Splitter.SplitByNothing
SplitterReturns a splitter function that does not split its input — it returns each value as a single-element list.
Syntax
Splitter.SplitByNothing() as functionReturn Value
function — A function that wraps each input value in a single-element list without splitting it.
Remarks
Splitter.SplitByNothing returns a splitter function that wraps each input value in a single-element list without any splitting. It is the identity splitter: Splitter.SplitByNothing()("Hello") returns {"Hello"}. The function takes no parameters — just call it with empty parentheses to get the splitter, then call the returned function on a value.
This function's primary purpose is to serve as a no-op placeholder in contexts where a splitter function is required by the API but you do not want any splitting to occur. The most common example is Table.SplitColumn: if you call it with Splitter.SplitByNothing(), each column value is preserved as-is and placed into a single output column, effectively renaming or reformatting the column without splitting its contents.

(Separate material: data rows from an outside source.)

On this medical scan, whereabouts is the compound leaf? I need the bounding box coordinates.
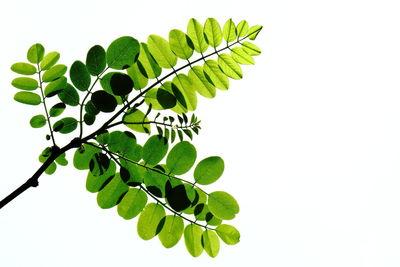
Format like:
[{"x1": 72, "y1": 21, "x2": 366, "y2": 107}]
[
  {"x1": 117, "y1": 188, "x2": 147, "y2": 220},
  {"x1": 106, "y1": 36, "x2": 140, "y2": 70},
  {"x1": 158, "y1": 215, "x2": 184, "y2": 248},
  {"x1": 166, "y1": 141, "x2": 196, "y2": 175},
  {"x1": 137, "y1": 203, "x2": 165, "y2": 240}
]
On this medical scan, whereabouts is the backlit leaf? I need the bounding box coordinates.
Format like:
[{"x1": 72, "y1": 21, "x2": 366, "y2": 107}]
[
  {"x1": 49, "y1": 102, "x2": 66, "y2": 117},
  {"x1": 126, "y1": 63, "x2": 148, "y2": 90},
  {"x1": 30, "y1": 114, "x2": 46, "y2": 128},
  {"x1": 44, "y1": 76, "x2": 67, "y2": 97},
  {"x1": 201, "y1": 230, "x2": 220, "y2": 258},
  {"x1": 208, "y1": 191, "x2": 239, "y2": 220},
  {"x1": 97, "y1": 173, "x2": 128, "y2": 209},
  {"x1": 91, "y1": 90, "x2": 117, "y2": 113},
  {"x1": 187, "y1": 18, "x2": 208, "y2": 53},
  {"x1": 218, "y1": 53, "x2": 243, "y2": 79},
  {"x1": 89, "y1": 153, "x2": 111, "y2": 176},
  {"x1": 147, "y1": 34, "x2": 177, "y2": 69},
  {"x1": 241, "y1": 41, "x2": 261, "y2": 55},
  {"x1": 42, "y1": 64, "x2": 67, "y2": 82},
  {"x1": 70, "y1": 61, "x2": 91, "y2": 91},
  {"x1": 204, "y1": 18, "x2": 222, "y2": 48},
  {"x1": 143, "y1": 169, "x2": 168, "y2": 198},
  {"x1": 166, "y1": 141, "x2": 196, "y2": 175},
  {"x1": 40, "y1": 51, "x2": 60, "y2": 70},
  {"x1": 184, "y1": 224, "x2": 203, "y2": 257},
  {"x1": 58, "y1": 83, "x2": 80, "y2": 106},
  {"x1": 137, "y1": 42, "x2": 161, "y2": 79},
  {"x1": 248, "y1": 25, "x2": 263, "y2": 40},
  {"x1": 157, "y1": 88, "x2": 177, "y2": 109},
  {"x1": 203, "y1": 60, "x2": 229, "y2": 90},
  {"x1": 142, "y1": 135, "x2": 169, "y2": 166},
  {"x1": 11, "y1": 62, "x2": 36, "y2": 75},
  {"x1": 230, "y1": 47, "x2": 255, "y2": 65},
  {"x1": 109, "y1": 73, "x2": 134, "y2": 96},
  {"x1": 11, "y1": 77, "x2": 38, "y2": 90},
  {"x1": 158, "y1": 215, "x2": 184, "y2": 248},
  {"x1": 137, "y1": 203, "x2": 166, "y2": 240},
  {"x1": 172, "y1": 74, "x2": 197, "y2": 111},
  {"x1": 215, "y1": 224, "x2": 240, "y2": 245},
  {"x1": 73, "y1": 143, "x2": 101, "y2": 170},
  {"x1": 169, "y1": 29, "x2": 194, "y2": 60},
  {"x1": 117, "y1": 188, "x2": 147, "y2": 219},
  {"x1": 14, "y1": 91, "x2": 41, "y2": 105},
  {"x1": 236, "y1": 20, "x2": 249, "y2": 38},
  {"x1": 86, "y1": 160, "x2": 116, "y2": 193},
  {"x1": 106, "y1": 36, "x2": 140, "y2": 70},
  {"x1": 45, "y1": 162, "x2": 57, "y2": 175},
  {"x1": 194, "y1": 156, "x2": 224, "y2": 185},
  {"x1": 53, "y1": 117, "x2": 77, "y2": 134},
  {"x1": 188, "y1": 66, "x2": 216, "y2": 98},
  {"x1": 27, "y1": 43, "x2": 45, "y2": 64},
  {"x1": 86, "y1": 45, "x2": 106, "y2": 76},
  {"x1": 223, "y1": 19, "x2": 237, "y2": 43},
  {"x1": 123, "y1": 109, "x2": 151, "y2": 134}
]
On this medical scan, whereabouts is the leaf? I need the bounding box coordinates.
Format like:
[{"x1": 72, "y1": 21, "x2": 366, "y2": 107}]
[
  {"x1": 73, "y1": 143, "x2": 101, "y2": 170},
  {"x1": 97, "y1": 173, "x2": 128, "y2": 209},
  {"x1": 194, "y1": 203, "x2": 210, "y2": 221},
  {"x1": 166, "y1": 141, "x2": 196, "y2": 175},
  {"x1": 11, "y1": 77, "x2": 38, "y2": 90},
  {"x1": 40, "y1": 51, "x2": 60, "y2": 70},
  {"x1": 201, "y1": 230, "x2": 220, "y2": 258},
  {"x1": 188, "y1": 66, "x2": 216, "y2": 98},
  {"x1": 91, "y1": 90, "x2": 117, "y2": 113},
  {"x1": 204, "y1": 18, "x2": 223, "y2": 48},
  {"x1": 11, "y1": 62, "x2": 36, "y2": 75},
  {"x1": 157, "y1": 88, "x2": 176, "y2": 109},
  {"x1": 142, "y1": 135, "x2": 169, "y2": 166},
  {"x1": 137, "y1": 203, "x2": 166, "y2": 240},
  {"x1": 44, "y1": 76, "x2": 67, "y2": 97},
  {"x1": 30, "y1": 114, "x2": 46, "y2": 128},
  {"x1": 194, "y1": 156, "x2": 224, "y2": 185},
  {"x1": 248, "y1": 25, "x2": 263, "y2": 40},
  {"x1": 137, "y1": 42, "x2": 161, "y2": 79},
  {"x1": 205, "y1": 212, "x2": 222, "y2": 226},
  {"x1": 85, "y1": 100, "x2": 100, "y2": 115},
  {"x1": 187, "y1": 18, "x2": 208, "y2": 53},
  {"x1": 55, "y1": 153, "x2": 68, "y2": 166},
  {"x1": 172, "y1": 74, "x2": 197, "y2": 111},
  {"x1": 169, "y1": 29, "x2": 194, "y2": 60},
  {"x1": 58, "y1": 83, "x2": 80, "y2": 106},
  {"x1": 14, "y1": 91, "x2": 41, "y2": 105},
  {"x1": 218, "y1": 53, "x2": 243, "y2": 79},
  {"x1": 230, "y1": 47, "x2": 255, "y2": 65},
  {"x1": 45, "y1": 162, "x2": 57, "y2": 175},
  {"x1": 208, "y1": 191, "x2": 239, "y2": 220},
  {"x1": 86, "y1": 160, "x2": 116, "y2": 193},
  {"x1": 86, "y1": 45, "x2": 106, "y2": 76},
  {"x1": 84, "y1": 113, "x2": 96, "y2": 126},
  {"x1": 109, "y1": 73, "x2": 134, "y2": 96},
  {"x1": 223, "y1": 19, "x2": 237, "y2": 43},
  {"x1": 107, "y1": 36, "x2": 140, "y2": 70},
  {"x1": 143, "y1": 170, "x2": 168, "y2": 198},
  {"x1": 147, "y1": 34, "x2": 177, "y2": 69},
  {"x1": 126, "y1": 63, "x2": 148, "y2": 90},
  {"x1": 42, "y1": 64, "x2": 67, "y2": 82},
  {"x1": 117, "y1": 188, "x2": 147, "y2": 220},
  {"x1": 120, "y1": 160, "x2": 144, "y2": 186},
  {"x1": 49, "y1": 102, "x2": 66, "y2": 117},
  {"x1": 27, "y1": 43, "x2": 45, "y2": 64},
  {"x1": 123, "y1": 109, "x2": 151, "y2": 134},
  {"x1": 236, "y1": 20, "x2": 249, "y2": 38},
  {"x1": 158, "y1": 215, "x2": 184, "y2": 248},
  {"x1": 203, "y1": 60, "x2": 229, "y2": 90},
  {"x1": 184, "y1": 224, "x2": 203, "y2": 257},
  {"x1": 53, "y1": 117, "x2": 78, "y2": 134},
  {"x1": 70, "y1": 61, "x2": 91, "y2": 91},
  {"x1": 166, "y1": 184, "x2": 193, "y2": 212},
  {"x1": 99, "y1": 72, "x2": 124, "y2": 104},
  {"x1": 215, "y1": 224, "x2": 240, "y2": 245},
  {"x1": 241, "y1": 41, "x2": 261, "y2": 55},
  {"x1": 89, "y1": 153, "x2": 111, "y2": 176}
]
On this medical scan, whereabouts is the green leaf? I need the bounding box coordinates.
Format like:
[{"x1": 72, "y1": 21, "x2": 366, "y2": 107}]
[
  {"x1": 208, "y1": 191, "x2": 239, "y2": 220},
  {"x1": 218, "y1": 53, "x2": 243, "y2": 79},
  {"x1": 169, "y1": 29, "x2": 194, "y2": 60},
  {"x1": 143, "y1": 169, "x2": 168, "y2": 198},
  {"x1": 194, "y1": 156, "x2": 224, "y2": 185},
  {"x1": 44, "y1": 76, "x2": 67, "y2": 97},
  {"x1": 166, "y1": 141, "x2": 196, "y2": 175},
  {"x1": 187, "y1": 18, "x2": 208, "y2": 53},
  {"x1": 86, "y1": 160, "x2": 116, "y2": 193},
  {"x1": 126, "y1": 63, "x2": 148, "y2": 90},
  {"x1": 142, "y1": 135, "x2": 169, "y2": 166},
  {"x1": 42, "y1": 64, "x2": 67, "y2": 82},
  {"x1": 188, "y1": 66, "x2": 216, "y2": 98},
  {"x1": 40, "y1": 51, "x2": 60, "y2": 70},
  {"x1": 123, "y1": 109, "x2": 151, "y2": 134},
  {"x1": 117, "y1": 188, "x2": 148, "y2": 220},
  {"x1": 14, "y1": 91, "x2": 41, "y2": 105},
  {"x1": 99, "y1": 72, "x2": 124, "y2": 104},
  {"x1": 230, "y1": 47, "x2": 255, "y2": 65},
  {"x1": 27, "y1": 43, "x2": 45, "y2": 64},
  {"x1": 215, "y1": 224, "x2": 240, "y2": 245},
  {"x1": 172, "y1": 74, "x2": 197, "y2": 111},
  {"x1": 137, "y1": 203, "x2": 166, "y2": 240},
  {"x1": 201, "y1": 230, "x2": 220, "y2": 258},
  {"x1": 29, "y1": 114, "x2": 46, "y2": 128},
  {"x1": 166, "y1": 184, "x2": 193, "y2": 212},
  {"x1": 11, "y1": 77, "x2": 38, "y2": 90},
  {"x1": 184, "y1": 224, "x2": 203, "y2": 257},
  {"x1": 206, "y1": 212, "x2": 222, "y2": 226},
  {"x1": 11, "y1": 62, "x2": 36, "y2": 75},
  {"x1": 120, "y1": 160, "x2": 144, "y2": 186},
  {"x1": 241, "y1": 41, "x2": 261, "y2": 55},
  {"x1": 86, "y1": 45, "x2": 106, "y2": 76},
  {"x1": 70, "y1": 61, "x2": 91, "y2": 91},
  {"x1": 223, "y1": 19, "x2": 237, "y2": 43},
  {"x1": 85, "y1": 100, "x2": 100, "y2": 115},
  {"x1": 144, "y1": 88, "x2": 163, "y2": 110},
  {"x1": 137, "y1": 42, "x2": 161, "y2": 79},
  {"x1": 49, "y1": 102, "x2": 66, "y2": 117},
  {"x1": 53, "y1": 117, "x2": 78, "y2": 134},
  {"x1": 84, "y1": 113, "x2": 96, "y2": 126},
  {"x1": 106, "y1": 36, "x2": 140, "y2": 70},
  {"x1": 55, "y1": 153, "x2": 68, "y2": 166},
  {"x1": 147, "y1": 34, "x2": 177, "y2": 69},
  {"x1": 109, "y1": 73, "x2": 133, "y2": 96},
  {"x1": 45, "y1": 162, "x2": 57, "y2": 175},
  {"x1": 194, "y1": 203, "x2": 210, "y2": 221},
  {"x1": 203, "y1": 60, "x2": 229, "y2": 90},
  {"x1": 157, "y1": 88, "x2": 176, "y2": 109},
  {"x1": 248, "y1": 25, "x2": 263, "y2": 40},
  {"x1": 58, "y1": 83, "x2": 80, "y2": 106},
  {"x1": 236, "y1": 20, "x2": 249, "y2": 38},
  {"x1": 91, "y1": 91, "x2": 117, "y2": 113},
  {"x1": 158, "y1": 215, "x2": 184, "y2": 248},
  {"x1": 73, "y1": 143, "x2": 101, "y2": 170},
  {"x1": 97, "y1": 173, "x2": 128, "y2": 209},
  {"x1": 89, "y1": 153, "x2": 111, "y2": 176},
  {"x1": 204, "y1": 18, "x2": 223, "y2": 48}
]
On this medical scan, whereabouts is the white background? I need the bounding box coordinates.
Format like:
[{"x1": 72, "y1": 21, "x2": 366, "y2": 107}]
[{"x1": 1, "y1": 0, "x2": 400, "y2": 266}]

This can also be useful when building generic transformation pipelines where the splitter is a parameter. By substituting Splitter.SplitByNothing(), you can disable splitting behavior without restructuring the pipeline logic.
Examples
Example 1: Apply the no-op splitter to a text value
Splitter.SplitByNothing()("Widget A")Result | |
|---|---|
| 1 | Widget A |
Example 2: Use in Table.SplitColumn to preserve column values
Table.SplitColumn(
#table({"Product"}, {{"Widget A"}, {"Gadget B"}, {"Widget C"}}),
"Product",
Splitter.SplitByNothing()
)Product.1 | |
|---|---|
| 1 | Widget A |
| 2 | Gadget B |
| 3 | Widget C |
Example 3: Verify the splitter always returns a single-element list
let
splitter = Splitter.SplitByNothing(),
result = splitter("Sales Rep")
in
List.Count(result)The final output — the count of elements in the list, which is always 1 because SplitByNothing never splits.